Cuestión de Confianza: Aquí los argumentos del jurista Olivera Díaz para denunciar constitucionalmente a 79 congresistas

Ocho  fundamentos jurídicos contempla la denuncia constitucional presentada en el Congreso de la República y en el Ministerio Público por el jurista Guillermo Olivera Díaz contra los 79 congresistas que el pasado miércoles 20 votaron a favor de la aprobación por insistencia de la Ley 31355 denominada de desarrollo constitucional sobre la Cuestión de Confianza, motivo por el cual el demandante denuncia a los legisladores de la comisión de los delitos de Abuso de Autoridad y Banda Criminal y por infracciones constitucionales de los artículos 206°, 43°, 102°, 38°, 39°, 44°, 45°, 46°, 103 y 106° de la Constitución Política.

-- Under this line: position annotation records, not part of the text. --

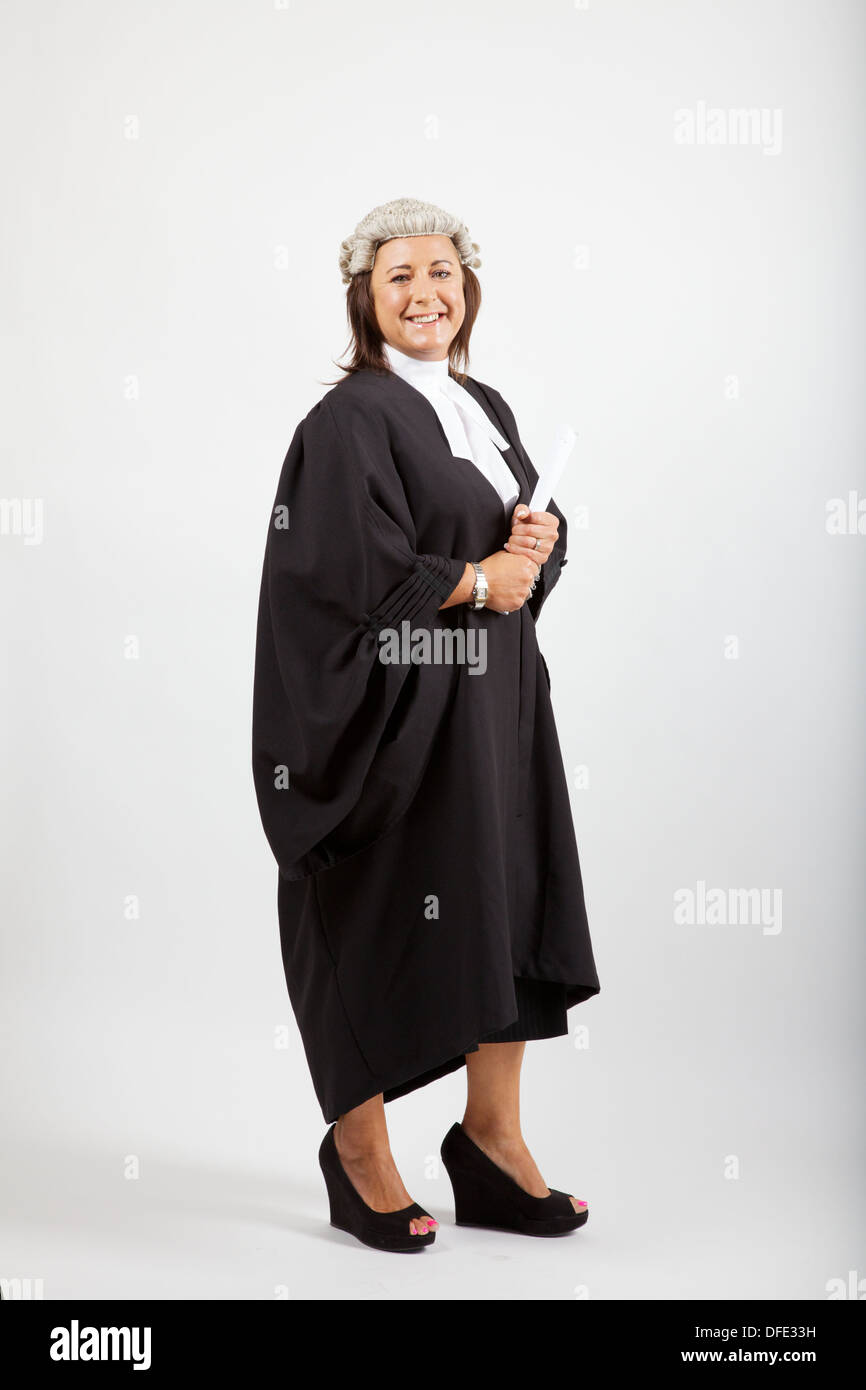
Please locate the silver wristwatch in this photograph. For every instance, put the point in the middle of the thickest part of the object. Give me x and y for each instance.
(480, 590)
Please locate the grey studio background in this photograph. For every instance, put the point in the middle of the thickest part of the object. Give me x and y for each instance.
(670, 217)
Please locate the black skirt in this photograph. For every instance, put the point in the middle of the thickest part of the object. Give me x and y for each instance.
(541, 1014)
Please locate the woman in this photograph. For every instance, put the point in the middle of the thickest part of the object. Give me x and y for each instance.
(405, 754)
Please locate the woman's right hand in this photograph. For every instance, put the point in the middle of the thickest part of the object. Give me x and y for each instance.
(509, 580)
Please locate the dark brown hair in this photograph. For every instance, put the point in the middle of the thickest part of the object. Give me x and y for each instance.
(366, 342)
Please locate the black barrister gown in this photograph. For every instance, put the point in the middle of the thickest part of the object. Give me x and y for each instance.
(417, 811)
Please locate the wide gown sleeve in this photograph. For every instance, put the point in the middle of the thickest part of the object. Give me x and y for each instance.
(341, 738)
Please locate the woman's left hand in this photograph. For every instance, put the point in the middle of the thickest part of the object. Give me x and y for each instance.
(528, 527)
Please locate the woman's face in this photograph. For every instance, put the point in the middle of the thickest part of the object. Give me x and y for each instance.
(419, 278)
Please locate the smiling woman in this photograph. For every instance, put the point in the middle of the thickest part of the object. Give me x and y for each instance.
(430, 894)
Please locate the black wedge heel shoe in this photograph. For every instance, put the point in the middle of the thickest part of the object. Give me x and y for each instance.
(487, 1196)
(349, 1212)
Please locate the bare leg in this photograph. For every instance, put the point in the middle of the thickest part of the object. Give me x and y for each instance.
(492, 1114)
(364, 1151)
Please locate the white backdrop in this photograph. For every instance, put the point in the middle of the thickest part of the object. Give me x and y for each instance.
(687, 288)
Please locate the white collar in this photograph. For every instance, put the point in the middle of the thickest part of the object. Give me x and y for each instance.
(421, 374)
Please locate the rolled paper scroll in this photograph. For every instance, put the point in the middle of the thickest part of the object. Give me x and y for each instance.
(552, 471)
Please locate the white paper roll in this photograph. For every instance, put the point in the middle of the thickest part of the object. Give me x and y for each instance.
(549, 476)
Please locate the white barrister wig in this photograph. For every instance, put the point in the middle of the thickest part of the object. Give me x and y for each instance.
(403, 217)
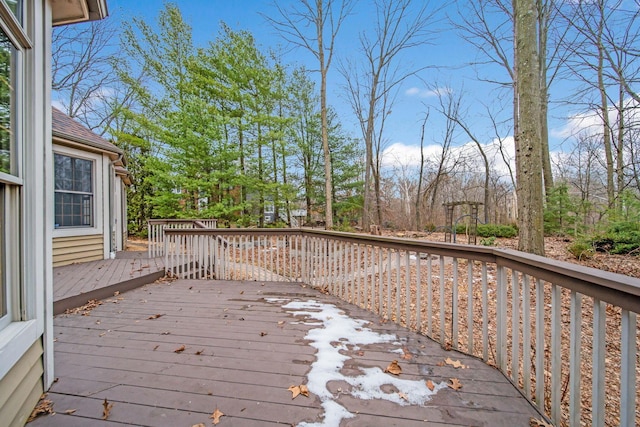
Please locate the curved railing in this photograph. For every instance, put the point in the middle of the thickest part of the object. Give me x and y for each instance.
(156, 227)
(565, 335)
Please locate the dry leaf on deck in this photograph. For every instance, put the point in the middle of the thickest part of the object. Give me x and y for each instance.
(455, 363)
(107, 409)
(304, 390)
(455, 384)
(216, 416)
(45, 406)
(295, 391)
(534, 422)
(394, 368)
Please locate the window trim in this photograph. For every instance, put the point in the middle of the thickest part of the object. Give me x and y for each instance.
(98, 192)
(13, 28)
(92, 193)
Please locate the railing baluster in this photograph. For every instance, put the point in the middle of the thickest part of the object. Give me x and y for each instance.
(389, 269)
(575, 359)
(429, 297)
(418, 292)
(526, 335)
(408, 289)
(380, 282)
(628, 369)
(485, 314)
(556, 353)
(454, 305)
(443, 339)
(540, 347)
(470, 306)
(398, 286)
(501, 326)
(515, 325)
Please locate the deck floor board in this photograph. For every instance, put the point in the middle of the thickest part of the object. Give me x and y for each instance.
(241, 354)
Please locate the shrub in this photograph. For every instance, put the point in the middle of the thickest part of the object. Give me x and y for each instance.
(620, 238)
(581, 249)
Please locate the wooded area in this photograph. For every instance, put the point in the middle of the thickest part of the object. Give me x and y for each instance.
(228, 130)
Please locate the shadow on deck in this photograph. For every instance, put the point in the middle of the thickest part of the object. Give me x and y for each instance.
(171, 353)
(75, 284)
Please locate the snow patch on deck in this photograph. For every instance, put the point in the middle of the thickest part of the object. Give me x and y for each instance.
(338, 332)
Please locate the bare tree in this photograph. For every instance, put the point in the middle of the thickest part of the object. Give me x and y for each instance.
(324, 17)
(372, 86)
(421, 171)
(528, 139)
(82, 71)
(488, 26)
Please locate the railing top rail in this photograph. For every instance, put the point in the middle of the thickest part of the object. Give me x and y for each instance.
(614, 288)
(179, 221)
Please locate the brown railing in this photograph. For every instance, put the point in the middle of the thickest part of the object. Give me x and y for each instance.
(156, 227)
(565, 335)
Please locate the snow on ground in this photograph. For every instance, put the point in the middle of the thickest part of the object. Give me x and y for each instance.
(336, 332)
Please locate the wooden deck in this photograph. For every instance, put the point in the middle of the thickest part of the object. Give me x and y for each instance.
(75, 284)
(243, 349)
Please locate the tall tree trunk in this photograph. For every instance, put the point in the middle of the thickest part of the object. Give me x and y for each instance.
(328, 170)
(543, 24)
(421, 173)
(528, 147)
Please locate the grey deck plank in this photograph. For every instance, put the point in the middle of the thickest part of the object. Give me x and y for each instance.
(245, 366)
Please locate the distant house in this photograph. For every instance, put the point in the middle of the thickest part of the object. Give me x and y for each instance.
(26, 197)
(90, 181)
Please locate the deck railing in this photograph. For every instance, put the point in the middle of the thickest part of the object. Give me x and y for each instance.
(156, 227)
(565, 335)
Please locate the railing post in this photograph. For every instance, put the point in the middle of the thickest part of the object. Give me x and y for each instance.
(501, 321)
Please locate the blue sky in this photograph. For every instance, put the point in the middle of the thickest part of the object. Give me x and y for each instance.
(447, 52)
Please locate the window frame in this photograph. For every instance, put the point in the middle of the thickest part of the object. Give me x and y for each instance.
(92, 193)
(12, 204)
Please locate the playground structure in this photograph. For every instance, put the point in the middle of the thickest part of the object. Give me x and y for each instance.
(451, 225)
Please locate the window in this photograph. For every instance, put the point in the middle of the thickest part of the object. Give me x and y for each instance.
(73, 191)
(12, 43)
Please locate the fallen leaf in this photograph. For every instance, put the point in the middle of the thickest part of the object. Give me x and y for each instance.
(534, 422)
(394, 368)
(304, 390)
(455, 363)
(455, 384)
(216, 416)
(45, 406)
(295, 391)
(107, 409)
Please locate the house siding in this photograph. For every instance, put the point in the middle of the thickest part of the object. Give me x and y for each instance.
(74, 249)
(22, 387)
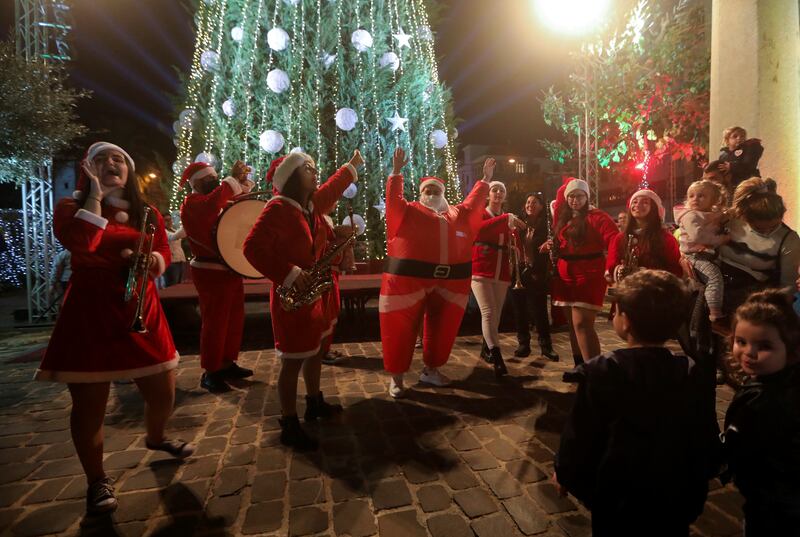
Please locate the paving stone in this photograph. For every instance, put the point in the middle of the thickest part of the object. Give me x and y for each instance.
(400, 524)
(354, 518)
(525, 471)
(548, 498)
(529, 518)
(49, 519)
(503, 485)
(307, 520)
(268, 486)
(263, 518)
(306, 492)
(475, 502)
(480, 459)
(390, 494)
(230, 481)
(492, 526)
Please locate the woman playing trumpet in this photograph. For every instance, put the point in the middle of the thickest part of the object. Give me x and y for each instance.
(92, 342)
(491, 272)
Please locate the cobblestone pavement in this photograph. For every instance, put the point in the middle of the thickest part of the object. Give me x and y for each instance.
(470, 459)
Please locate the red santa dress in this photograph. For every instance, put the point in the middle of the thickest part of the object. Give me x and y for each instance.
(427, 273)
(219, 289)
(286, 240)
(92, 341)
(581, 281)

Cinco de los fundamentos describen los delitos penales, sancionados con 24 años de pena privativa de la libertad para cada congresista (por el delito cometido más la mitad por encima del máximo legal por el agravante de funcionario público) y los otros tres están referidos a las infracciones constitucionales, que de ser aceptada y tramitada en la Subcomisión de Acusaciones Constitucionales puede terminar con la suspensión, inhabilitación  y destitución  de los 79 congresistas.

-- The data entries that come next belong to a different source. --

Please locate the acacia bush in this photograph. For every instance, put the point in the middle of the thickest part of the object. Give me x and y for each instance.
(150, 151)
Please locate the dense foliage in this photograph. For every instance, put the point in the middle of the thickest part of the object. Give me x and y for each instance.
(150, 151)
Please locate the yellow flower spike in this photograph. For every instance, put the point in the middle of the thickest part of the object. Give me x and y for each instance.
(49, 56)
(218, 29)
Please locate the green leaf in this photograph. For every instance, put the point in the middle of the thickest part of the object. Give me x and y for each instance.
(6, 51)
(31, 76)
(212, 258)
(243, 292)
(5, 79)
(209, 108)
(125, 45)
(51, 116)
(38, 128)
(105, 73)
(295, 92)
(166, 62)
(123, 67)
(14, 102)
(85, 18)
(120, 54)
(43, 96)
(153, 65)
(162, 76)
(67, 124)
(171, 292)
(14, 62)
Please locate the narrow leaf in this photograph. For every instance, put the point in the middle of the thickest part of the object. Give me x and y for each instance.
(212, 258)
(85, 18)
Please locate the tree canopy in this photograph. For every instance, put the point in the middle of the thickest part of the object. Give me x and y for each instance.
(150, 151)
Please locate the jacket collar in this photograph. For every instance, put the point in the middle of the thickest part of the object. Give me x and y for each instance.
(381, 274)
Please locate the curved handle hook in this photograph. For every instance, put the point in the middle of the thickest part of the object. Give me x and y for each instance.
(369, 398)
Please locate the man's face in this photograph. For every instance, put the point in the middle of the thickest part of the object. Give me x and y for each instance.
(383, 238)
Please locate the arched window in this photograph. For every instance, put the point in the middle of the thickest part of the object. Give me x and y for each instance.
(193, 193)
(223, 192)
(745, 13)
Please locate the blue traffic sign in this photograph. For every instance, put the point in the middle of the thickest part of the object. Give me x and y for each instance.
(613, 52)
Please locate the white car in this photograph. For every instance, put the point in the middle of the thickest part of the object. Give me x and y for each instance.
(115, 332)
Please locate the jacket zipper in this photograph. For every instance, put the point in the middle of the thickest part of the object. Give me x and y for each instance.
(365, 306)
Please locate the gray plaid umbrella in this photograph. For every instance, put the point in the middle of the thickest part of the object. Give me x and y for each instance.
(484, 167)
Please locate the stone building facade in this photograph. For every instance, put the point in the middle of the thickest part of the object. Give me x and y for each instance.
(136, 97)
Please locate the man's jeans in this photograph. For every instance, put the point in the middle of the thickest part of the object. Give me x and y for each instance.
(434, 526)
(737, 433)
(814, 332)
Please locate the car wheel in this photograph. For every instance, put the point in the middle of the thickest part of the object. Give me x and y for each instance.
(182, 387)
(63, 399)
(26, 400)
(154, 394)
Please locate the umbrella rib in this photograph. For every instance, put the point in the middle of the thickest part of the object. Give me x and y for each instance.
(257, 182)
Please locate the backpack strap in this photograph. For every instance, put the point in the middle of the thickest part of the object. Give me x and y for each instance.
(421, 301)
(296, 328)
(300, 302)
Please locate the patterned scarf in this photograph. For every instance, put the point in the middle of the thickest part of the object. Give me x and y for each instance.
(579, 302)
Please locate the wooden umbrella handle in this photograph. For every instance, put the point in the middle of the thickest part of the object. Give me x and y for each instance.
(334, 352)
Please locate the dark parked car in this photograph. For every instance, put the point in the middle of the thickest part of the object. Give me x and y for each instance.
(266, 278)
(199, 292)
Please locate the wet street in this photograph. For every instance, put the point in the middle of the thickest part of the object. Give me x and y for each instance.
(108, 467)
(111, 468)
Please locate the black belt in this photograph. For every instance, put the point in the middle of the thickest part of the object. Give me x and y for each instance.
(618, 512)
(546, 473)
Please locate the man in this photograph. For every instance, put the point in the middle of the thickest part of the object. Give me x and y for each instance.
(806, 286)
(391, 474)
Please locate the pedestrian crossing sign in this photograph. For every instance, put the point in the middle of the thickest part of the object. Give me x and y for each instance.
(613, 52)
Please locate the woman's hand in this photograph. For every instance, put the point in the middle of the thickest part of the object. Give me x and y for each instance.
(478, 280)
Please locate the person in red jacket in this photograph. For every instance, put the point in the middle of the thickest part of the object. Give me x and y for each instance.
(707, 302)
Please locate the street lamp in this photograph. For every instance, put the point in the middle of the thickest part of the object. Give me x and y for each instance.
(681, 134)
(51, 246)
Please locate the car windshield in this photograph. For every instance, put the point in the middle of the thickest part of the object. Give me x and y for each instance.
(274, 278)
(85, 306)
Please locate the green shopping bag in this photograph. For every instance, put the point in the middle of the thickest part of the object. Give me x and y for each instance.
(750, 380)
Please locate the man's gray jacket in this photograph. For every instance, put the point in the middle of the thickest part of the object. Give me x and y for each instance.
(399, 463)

¿Quién es Guillermo Olivera Díaz?. Vea su hoja de vida

En las siguientes lìneas reproducimos los argumentos descritos en el expediente presentado de manera virtual en el Legislativo por el jurista Guillermo Olivera Díaz y de modo prersencial en la Fiscalìa de la Nación.

FUNDAMENTOS DE HECHO y DE DERECHO

A.- Delitos de abuso de autoridad y banda criminal

1.- Cualquier congresista puede ser instigador, autor, coautor o cómplice primario de tanto delitos comunes como de función así como de infracciones de las normas de la Constitución Política. Tal digresión fluye  del texto de sus Artículos 93° y 99°. Incluso allí se prevé el delito flagrante, su detención, su procesamiento penal, condena final, previo el procedimiento de acusación constitucional o antejuicio político a fin de que el Congreso levante la inmunidad y autorice la acción de fiscales y jueces penales.

2.- Ni indemnidad menos patente de corso. El hecho de ser congresista, elegido por cualquier mayoría, no es tener patente de corso para delinquir ni transgredir las normas constitucionales. Ni lo uno ni lo otro.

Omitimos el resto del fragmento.